First battle of Beneventum
Location of Beneventum
Part of an old map of Italy

Location of Beneventum on an old map
date 214 BC Chr.
place Beneventum, today Benevento
output decisive Roman victory
Parties to the conflict

Roman Empire

Carthage

Commander

Tiberius Sempronius Gracchus

Hanno (son of Bomilkar)

Troop strength
approx. 18,000 soldiers, including approx. 8,000 Volones approx.17,000 infantrymen, 1,200 horsemen
losses

4,000 dead

more than 16,000 dead

The Battle of Beneventum was in the Second Punic War , a 214 v. Chr. Material discharged battle between an army of slaves under Tiberius Gracchus on the Roman side and Hanno on Carthaginian side.

prehistory

While Hannibal 214 BC BC besieged the city of Nola in Campania , he waited for Hanno to bring reinforcements to him. Hanno marched with allegedly 17,000 infantrymen and 1,200 African cavalrymen, mainly from Bruttium , against Beneventum , which, however, could be occupied by the consul of the previous year, Tiberius Sempronius Gracchus. So Hanno set up camp on the Caloris River three miles from Beneventum. Thereupon Gracchus went against the Carthaginians and established his base about a mile from the camp of Hannos. The Roman army was largely made up of slaves. Gracchus promised freedom to anyone who brought the head of a Carthaginian enemy from the battlefield.

The battle

The Roman historian Titus Livius depicts the battle between the Romans and the Carthaginians in great detail and in great detail. After that, the battle developed very slowly and was initially undecided.
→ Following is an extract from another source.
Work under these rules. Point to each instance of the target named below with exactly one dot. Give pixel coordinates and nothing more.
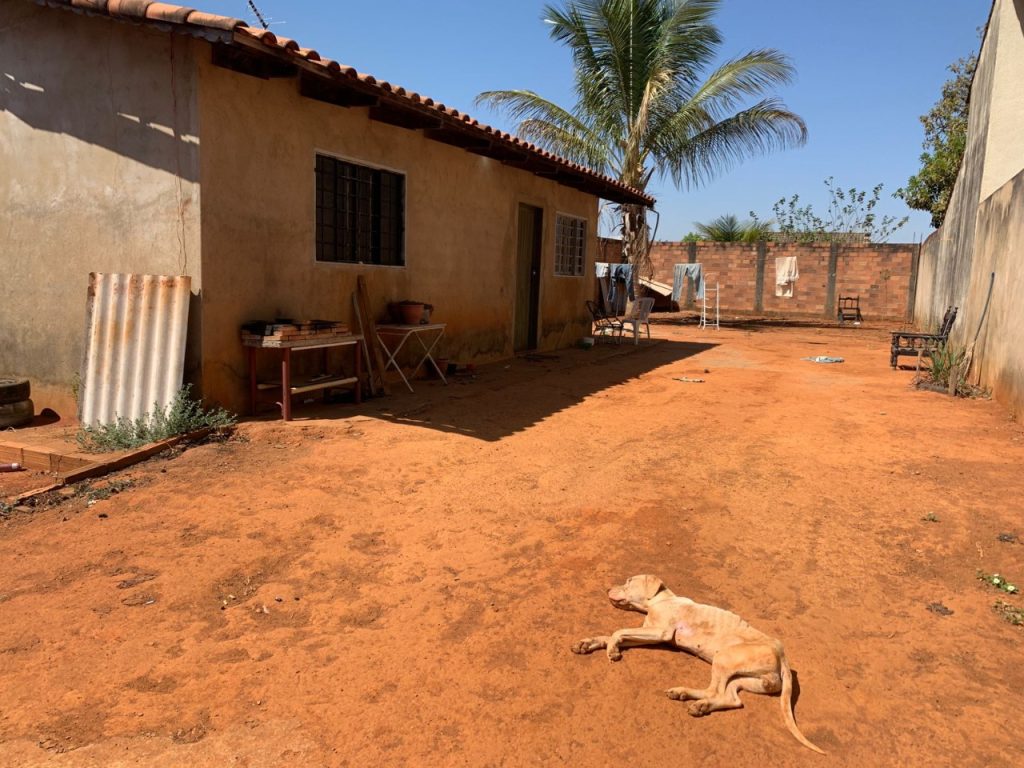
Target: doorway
(527, 281)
The slaves who served as volunteers ( volones ) in the Roman army would have fought less than they would have occupied themselves with cutting off the heads of killed enemies in order to gain their freedom. Gracchus then issued the slogan that they had already shown enough courage to be released and that they should now concentrate exclusively on attacking their opponents. The fight was then fiercer, but there was still a stalemate. After all, Gracchus announced that none of his men would gain freedom if they did not defeat the enemy. These words are said to have inspired the slaves so much that they fought more resolutely, broke enemy resistance and finally stormed the Carthaginian camp. Only 2000 enemies, mainly horsemen, escaped together with their commander Hanno. In any case, the fact is that the Romans achieved a clear victory and the victorious slaves were granted the freedom promised to them.

reception

In modern research, the course of the battle, dramatically described by Livy, is seen as a rhetorically exaggerated embellishment of the actual events. In particular, the condition for a release, namely the showing of a severed head, which the general presented to the unfree soldiers, is assumed to be improbable or even absurd. It is also assumed that the 8,000 slaves were a partial contingent and not the majority of the troops involved in the fight.

annotation

  1. Karl-Wilhelm Welwei : Unfree in ancient military service . Steiner et al., Wiesbaden et al. 1974–1988 (also: Bochum, University, habilitation thesis, 1970/1971); Volume 3: Rome (= research on ancient slavery. Vol. 21). 1988, ISBN 3-515-05206-2 , The so-called volones , pp. 5-18.